Visita ZI Felgueiras CACE

Os Secretários de Estado Miguel Cabrita e João Neves, que representam os sectores do Trabalho/Formação Profissional e da Economia, estiveram hoje de visita ao CACE do Tâmega e Sousa, localizado em Castelo de Paiva, que acolhia um grande complexo empresarial, e que ontem, ao final da tarde, ficou completamente destruído, por um incêndio que deflagrou numa das seis unidades fabris ali instaladas.

     Depois de uma reunião nos Paços do Concelho, com o presidente Gonçalo Rocha e outros responsáveis municipais, onde foi traçado o diagnóstico desta nova desgraça que se abateu sobre o município paivense, os governantes estiveram na Zona Industrial de Felgueiras, em Sobrado, e tiveram a oportunidade de ver o índice de destruição que aconteceu, afectando várias empresas ligadas aos sectores do calçado, marroquinaria e panificação, representando cerca de 500 postos de trabalho.

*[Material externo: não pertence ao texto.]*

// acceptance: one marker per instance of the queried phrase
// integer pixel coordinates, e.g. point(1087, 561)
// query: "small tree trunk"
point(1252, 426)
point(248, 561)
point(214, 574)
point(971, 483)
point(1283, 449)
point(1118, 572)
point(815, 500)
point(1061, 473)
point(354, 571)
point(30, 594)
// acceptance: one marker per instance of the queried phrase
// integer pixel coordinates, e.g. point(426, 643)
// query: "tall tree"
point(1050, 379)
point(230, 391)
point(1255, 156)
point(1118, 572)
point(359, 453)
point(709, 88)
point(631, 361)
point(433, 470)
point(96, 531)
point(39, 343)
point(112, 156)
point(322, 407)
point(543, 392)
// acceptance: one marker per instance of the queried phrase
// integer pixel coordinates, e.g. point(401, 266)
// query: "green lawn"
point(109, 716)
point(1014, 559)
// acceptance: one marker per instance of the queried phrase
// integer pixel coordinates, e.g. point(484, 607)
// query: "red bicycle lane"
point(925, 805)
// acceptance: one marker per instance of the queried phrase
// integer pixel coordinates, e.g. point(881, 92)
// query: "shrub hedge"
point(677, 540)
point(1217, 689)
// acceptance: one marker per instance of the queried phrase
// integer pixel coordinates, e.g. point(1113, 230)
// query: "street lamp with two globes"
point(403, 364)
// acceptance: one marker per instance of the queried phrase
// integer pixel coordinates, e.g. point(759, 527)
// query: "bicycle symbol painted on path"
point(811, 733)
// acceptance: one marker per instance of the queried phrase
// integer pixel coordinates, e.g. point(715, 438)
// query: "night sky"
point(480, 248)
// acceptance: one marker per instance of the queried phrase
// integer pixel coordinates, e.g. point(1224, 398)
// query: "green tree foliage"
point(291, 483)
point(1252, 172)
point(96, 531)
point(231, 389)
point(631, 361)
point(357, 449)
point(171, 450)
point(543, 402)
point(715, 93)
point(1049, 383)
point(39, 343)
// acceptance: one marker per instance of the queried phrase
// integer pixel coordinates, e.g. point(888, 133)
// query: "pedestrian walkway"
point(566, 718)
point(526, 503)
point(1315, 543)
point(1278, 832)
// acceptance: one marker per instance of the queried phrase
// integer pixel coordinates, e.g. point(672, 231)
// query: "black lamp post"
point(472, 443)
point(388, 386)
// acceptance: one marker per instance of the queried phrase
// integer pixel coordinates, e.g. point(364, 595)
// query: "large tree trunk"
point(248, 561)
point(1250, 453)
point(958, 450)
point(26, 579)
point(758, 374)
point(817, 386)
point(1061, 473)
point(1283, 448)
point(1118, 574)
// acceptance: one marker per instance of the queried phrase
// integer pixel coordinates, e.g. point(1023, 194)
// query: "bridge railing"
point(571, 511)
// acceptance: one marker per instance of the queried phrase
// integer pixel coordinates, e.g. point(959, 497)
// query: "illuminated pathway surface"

Reunião com empresários nos Paços do Concelho

     Neste encontro, gizado para abordar a tragédia e a situação em que ficam estas empresas e os trabalhadores, marcaram presença diversos representantes do Instituto de Emprego e Formação Profissional, organismo que tutela o Centro de Apoio à Criação de Empresas, bem com o da Segurança Social e do IPMEI.

     O edil Gonçalo Rocha apelou aos representantes do Governo para ajudarem estas empresas a recuperar, a manter-se pró-activas, mesmo em soluções provisórias, até ser possível a reabilitação do edifício do CACE, porque o pior que pode acontecer é uma paragem da actividade, insistindo para ser, a exemplo dos incêndios de Outubro de 2017, implementado um tratamento especial para o concelho, um plano exclusivo que possa potenciar e agilizar os processos de recuperação e motivar os empresários a retomar a sua actividade o mais depressa possível, garantindo assim a manutenção dos postos de trabalho e a estabilidade de centenas de famílias.

     Recorde-se que o CACE é uma mais valia para o território, o autarca paivense mostra-se abalado com os prejuízos avultados que se registaram, atingindo empresas que tinham uma dinâmica empresarial   notável, destacando a preocupação social causada pela situação e a coragem de se enfrentar o problema, de modo a evitar casos de desemprego e perdas irreparáveis.

     A reunião dos governantes, responsáveis municipais e dos empresários atingidos, desenvolveu-se na perspectiva de se encontrarem soluções alternativas para minimizar problemas e ajudar as empresas a retomar a laboração, ainda que de forma provisória, dando sempre prioridade à empregabilidade dos trabalhadores afectados.

     Miguel Cabrita e João Neves mostraram-se muito sensibilizados face á gravidade da situação e comprometeram-se, num quadro de apoio imediato, a desenvolver esforços, em colaboração directa com a Câmara Municipal e os diferentes organismos do Estado, para que estas empresas possam ser auxiliadas a reerguer-se e a retomar a actividade laboral.